Selective Mutism (F94.0) + Social Anxiety Disorder (F40.10): All 5 DSM-5-TR criteria for SM met. Comorbid SAD present (fear of social evaluation, behavioral inhibition, avoidance). Two-year duration. Significant academic and social impairment. Treatment: behavioral intervention (graduated exposure to speaking in increasingly challenging situations — 'brave talking' hierarchy), school-based accommodation plan, possible SSRI (fluoxetine) if behavioral intervention alone is insufficient. Parent and teacher training is essential.

Teaching Points

  • Selective Mutism is classified under Anxiety Disorders in DSM-5-TR, not under Communication Disorders. This classification reflects the understanding that SM is an anxiety-driven failure to speak rather than an inability to speak.
  • The 1-month exclusion of the first month of school (Criterion C) prevents diagnosing SM in children with typical adjustment-related reticence. Many children are quiet during their first weeks of school; SM requires persistent silence beyond this adjustment period.
  • Behavioral treatment ('brave talking' or 'sliding-in' technique) involves graduated exposure: starting with the child whispering to a familiar person at school, then speaking softly, then at normal volume, then to a slightly less familiar person, and progressively expanding the verbal comfort zone.

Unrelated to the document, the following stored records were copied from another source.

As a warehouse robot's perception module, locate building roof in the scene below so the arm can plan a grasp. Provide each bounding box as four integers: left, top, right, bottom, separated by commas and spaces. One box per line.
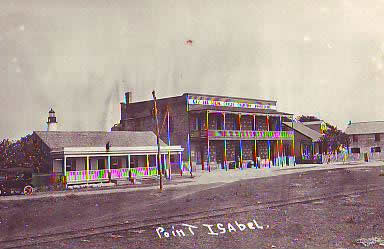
345, 121, 384, 135
34, 131, 167, 150
283, 122, 322, 142
189, 105, 293, 116
182, 93, 277, 105
301, 120, 324, 125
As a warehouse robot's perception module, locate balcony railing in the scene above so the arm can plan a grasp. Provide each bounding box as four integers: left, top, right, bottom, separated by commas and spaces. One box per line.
66, 167, 157, 184
191, 130, 294, 140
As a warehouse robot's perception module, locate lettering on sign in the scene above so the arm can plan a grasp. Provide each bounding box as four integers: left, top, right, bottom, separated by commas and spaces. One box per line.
156, 219, 269, 239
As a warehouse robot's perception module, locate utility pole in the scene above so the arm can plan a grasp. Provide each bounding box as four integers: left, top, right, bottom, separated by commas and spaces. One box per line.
152, 90, 163, 192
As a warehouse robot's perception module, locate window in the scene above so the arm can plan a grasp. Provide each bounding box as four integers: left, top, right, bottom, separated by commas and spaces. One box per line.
97, 159, 105, 169
371, 147, 381, 153
351, 148, 360, 153
233, 117, 240, 130
66, 158, 76, 171
111, 157, 121, 169
193, 116, 201, 131
216, 114, 223, 130
169, 116, 174, 132
352, 135, 358, 143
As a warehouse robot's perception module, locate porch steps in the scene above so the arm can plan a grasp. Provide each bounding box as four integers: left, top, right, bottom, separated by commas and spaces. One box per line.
114, 176, 158, 185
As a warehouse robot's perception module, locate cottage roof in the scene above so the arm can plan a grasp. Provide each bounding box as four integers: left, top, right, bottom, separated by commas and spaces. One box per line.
34, 131, 167, 150
301, 120, 324, 125
345, 121, 384, 135
283, 122, 322, 142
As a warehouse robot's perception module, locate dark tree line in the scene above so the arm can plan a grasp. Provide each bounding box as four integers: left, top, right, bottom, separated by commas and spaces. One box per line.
298, 116, 349, 152
0, 135, 44, 172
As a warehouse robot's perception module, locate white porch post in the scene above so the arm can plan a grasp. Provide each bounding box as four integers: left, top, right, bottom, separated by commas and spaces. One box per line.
170, 154, 172, 180
107, 156, 111, 173
179, 152, 183, 172
63, 155, 67, 188
85, 156, 89, 184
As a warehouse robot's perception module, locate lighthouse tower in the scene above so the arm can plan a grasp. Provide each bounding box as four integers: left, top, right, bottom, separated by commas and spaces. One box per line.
47, 108, 57, 131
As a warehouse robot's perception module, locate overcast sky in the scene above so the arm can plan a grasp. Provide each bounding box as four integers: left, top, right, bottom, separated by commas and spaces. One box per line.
0, 0, 384, 139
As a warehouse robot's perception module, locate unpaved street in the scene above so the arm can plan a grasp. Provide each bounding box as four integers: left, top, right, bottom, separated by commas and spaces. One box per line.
0, 164, 384, 248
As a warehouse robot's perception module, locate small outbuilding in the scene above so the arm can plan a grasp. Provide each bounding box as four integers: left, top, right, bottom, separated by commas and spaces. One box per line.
284, 121, 323, 163
32, 131, 183, 184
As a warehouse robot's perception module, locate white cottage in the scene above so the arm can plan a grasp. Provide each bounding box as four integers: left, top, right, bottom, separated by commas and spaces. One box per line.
33, 131, 183, 185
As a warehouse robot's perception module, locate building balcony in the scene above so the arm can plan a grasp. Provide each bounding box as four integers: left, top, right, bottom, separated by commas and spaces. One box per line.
191, 130, 294, 140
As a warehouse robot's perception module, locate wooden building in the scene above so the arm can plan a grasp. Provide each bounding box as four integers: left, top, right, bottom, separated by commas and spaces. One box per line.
112, 92, 295, 170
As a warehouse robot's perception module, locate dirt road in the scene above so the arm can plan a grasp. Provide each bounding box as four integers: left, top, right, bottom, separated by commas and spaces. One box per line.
0, 162, 384, 248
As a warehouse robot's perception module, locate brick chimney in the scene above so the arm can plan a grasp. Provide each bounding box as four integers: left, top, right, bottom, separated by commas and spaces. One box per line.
125, 92, 133, 104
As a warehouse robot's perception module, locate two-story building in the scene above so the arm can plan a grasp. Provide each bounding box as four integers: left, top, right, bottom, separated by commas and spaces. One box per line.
112, 92, 295, 171
345, 121, 384, 154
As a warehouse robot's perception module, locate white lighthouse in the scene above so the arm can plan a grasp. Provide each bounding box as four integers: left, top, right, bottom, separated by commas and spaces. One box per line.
47, 108, 57, 131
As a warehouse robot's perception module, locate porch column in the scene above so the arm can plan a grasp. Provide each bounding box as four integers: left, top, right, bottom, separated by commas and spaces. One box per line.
291, 116, 296, 166
238, 113, 243, 169
223, 112, 228, 170
206, 110, 211, 172
252, 115, 258, 168
85, 156, 89, 184
107, 156, 111, 173
267, 115, 271, 168
63, 155, 67, 187
167, 151, 172, 180
279, 116, 284, 167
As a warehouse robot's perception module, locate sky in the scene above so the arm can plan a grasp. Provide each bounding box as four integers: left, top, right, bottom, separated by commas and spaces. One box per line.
0, 0, 384, 139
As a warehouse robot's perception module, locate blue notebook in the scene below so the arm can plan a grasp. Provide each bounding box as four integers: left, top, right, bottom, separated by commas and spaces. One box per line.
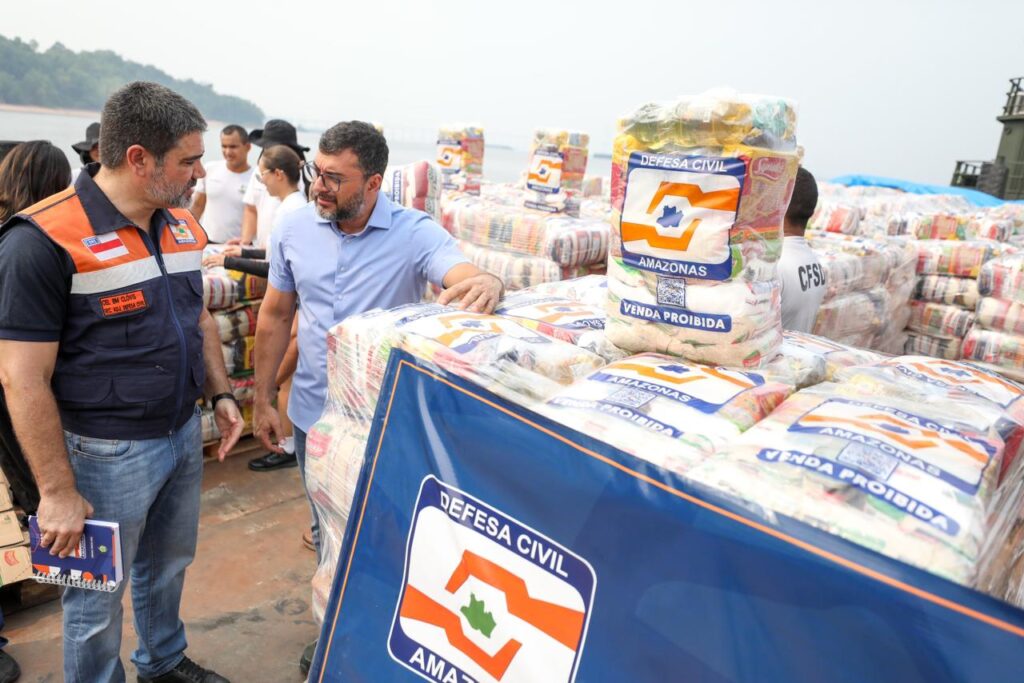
29, 515, 124, 592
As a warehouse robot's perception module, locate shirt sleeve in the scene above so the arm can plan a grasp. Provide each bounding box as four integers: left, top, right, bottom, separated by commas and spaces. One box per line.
413, 218, 469, 287
267, 225, 295, 292
224, 256, 270, 278
0, 223, 72, 342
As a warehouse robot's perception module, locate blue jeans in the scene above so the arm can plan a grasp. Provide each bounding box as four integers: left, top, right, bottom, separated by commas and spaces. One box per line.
292, 425, 321, 564
61, 417, 203, 683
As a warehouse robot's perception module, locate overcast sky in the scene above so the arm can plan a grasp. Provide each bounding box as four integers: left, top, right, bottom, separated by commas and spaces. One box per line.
0, 0, 1024, 183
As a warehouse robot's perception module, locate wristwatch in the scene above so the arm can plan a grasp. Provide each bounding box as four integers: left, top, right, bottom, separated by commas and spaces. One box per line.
210, 391, 242, 410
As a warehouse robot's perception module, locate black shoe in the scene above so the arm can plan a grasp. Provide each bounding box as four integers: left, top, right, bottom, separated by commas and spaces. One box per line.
138, 657, 231, 683
249, 453, 299, 472
299, 640, 316, 676
0, 650, 22, 683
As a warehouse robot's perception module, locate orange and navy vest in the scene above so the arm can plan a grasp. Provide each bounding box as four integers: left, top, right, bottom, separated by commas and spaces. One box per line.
11, 181, 207, 439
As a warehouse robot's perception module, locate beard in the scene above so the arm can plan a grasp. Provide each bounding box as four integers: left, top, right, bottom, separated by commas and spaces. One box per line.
313, 193, 366, 222
150, 166, 196, 209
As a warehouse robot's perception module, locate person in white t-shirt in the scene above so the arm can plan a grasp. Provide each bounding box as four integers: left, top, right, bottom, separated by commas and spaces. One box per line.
191, 124, 253, 244
778, 167, 825, 332
241, 119, 309, 249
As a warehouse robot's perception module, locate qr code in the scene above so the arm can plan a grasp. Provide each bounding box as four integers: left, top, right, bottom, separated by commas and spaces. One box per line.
838, 443, 899, 481
657, 275, 686, 308
604, 388, 654, 408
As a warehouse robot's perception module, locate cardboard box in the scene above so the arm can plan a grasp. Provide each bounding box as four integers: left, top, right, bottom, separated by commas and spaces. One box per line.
0, 545, 32, 586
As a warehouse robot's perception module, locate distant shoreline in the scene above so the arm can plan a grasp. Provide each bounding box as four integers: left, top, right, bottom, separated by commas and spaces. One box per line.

  • Reinforcement of mutism is an important clinical consideration. When adults 'work around' the child's silence (asking yes/no questions, accepting gestures, assigning written alternatives), they inadvertently maintain the avoidance pattern. Teachers and parents must be trained to systematically require verbal responses at each level of the exposure hierarchy.
  • SSRIs (particularly fluoxetine) have demonstrated efficacy for SM in clinical trials. They are typically reserved for cases where behavioral intervention alone is insufficient, when comorbid anxiety is severe, or when behavioral intervention cannot be implemented consistently.